Thousands of primary schools have opted to assess fouryear-olds purely on the basis of teacher observations rather than through tests, it has emerged.

In a move that appears to show the strength of feeling against testing in the early years, the majority of primaries have opted for the only version of the new baseline assessment that does not use computers or paper-based testing, TES has learned.

The news comes days after former Children’s Laureate Michael Morpurgo branded the controversial tests - which are to be taken by students within their first six weeks of starting school - “completely absurd”.

The assessments, which focus on literacy and numeracy, have been designed to enable tracking of pupil progress between the ages of 4 and 11. The majority of schools will start using them this autumn, with more expected in 2016.

The assessment is not compulsory, but schools that do not sign up from next year will be judged only on their 11-year-olds’ attainment, not their progress, from 2023 onwards.

Unpopular assessment

Ministers claim the move will help to ensure that children leave primary school having reached a good standard in reading, writing and maths. But it has proved unpopular within the profession, with the NAHT headteachers’ union passing a motion at its annual conference opposing excessive testing in primaries.

The NUT teaching union went a step further, with delegates at its conference unanimously agreeing to “work towards a boycott of baseline assessment, as part of a strategy to undermine testing in primary schools”.

Six versions of the test have been approved for use, but only the one produced by Early Excellence is based entirely on teacher observations of children’s abilities.

Jan Dubiel, national development manager of Early Excellence, told TES that out of about 17,000 primaries in England, more than 11,000 had signed up for the organisation’s version so far.

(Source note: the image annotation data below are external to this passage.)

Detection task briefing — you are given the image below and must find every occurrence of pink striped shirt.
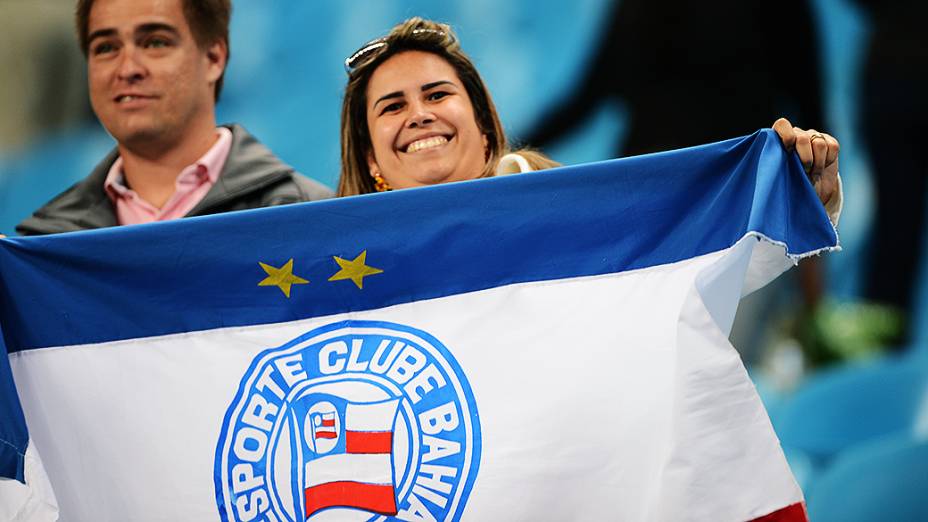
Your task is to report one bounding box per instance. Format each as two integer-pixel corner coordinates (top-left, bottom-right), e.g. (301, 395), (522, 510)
(103, 127), (232, 225)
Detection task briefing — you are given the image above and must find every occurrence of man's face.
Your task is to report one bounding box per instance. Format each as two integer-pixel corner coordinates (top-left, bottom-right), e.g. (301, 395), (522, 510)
(87, 0), (226, 148)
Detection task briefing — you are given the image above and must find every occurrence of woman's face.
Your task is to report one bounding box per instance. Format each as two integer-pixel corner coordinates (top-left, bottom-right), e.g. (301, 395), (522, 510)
(367, 51), (487, 189)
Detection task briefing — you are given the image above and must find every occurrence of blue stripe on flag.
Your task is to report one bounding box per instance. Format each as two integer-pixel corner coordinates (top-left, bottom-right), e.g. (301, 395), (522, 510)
(0, 130), (837, 352)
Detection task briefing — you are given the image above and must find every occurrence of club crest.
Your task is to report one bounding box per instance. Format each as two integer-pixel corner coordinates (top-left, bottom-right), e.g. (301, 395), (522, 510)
(214, 321), (480, 522)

“The weight of numbers is because people want to do this type of assessment,” he said. “It’s not testing, it’s not taking people out of the classroom. It’s based on the early years foundation stage.”

The news could signal the withdrawal of some of the other five suppliers providing alternative versions of the assessment. The government has said that any provider that had not signed up 10 per cent of schools by the end of April would have to withdraw, and any schools that had signed up with that provider would be asked to find a new supplier. The Department for Education has said that it will inform schools at the beginning of June.

Jen Pickup, early years leader at Barrowford Primary School in Lancashire, said her school had opted for the Early Excellence assessment as it was “best suited” to the culture there.

But Andrew Carter, headteacher of South Farnham School in Surrey, said he had chosen the version from GL Assessment as it was based around alternative methods of assessing pupil performance.

“I want teachers to have a range of information,” he added. “They will have some hard evidence around testing as well as their professional assessments and they will put them together to make a judgement.”

`Best suited to us’

Barrowford Primary School in Lancashire is one of 11,000 schools to have signed up to use Early Excellence’s version of the baseline assessment.

Early years leader Jen Pickup says: “We opted for Early Excellence because we felt it was best suited to our practice. We did look at a computer-based assessment but we didn’t feel that we learned anything from it.

“We would still have to do our own assessments as well. We also didn’t like the children being on the laptop for that time.”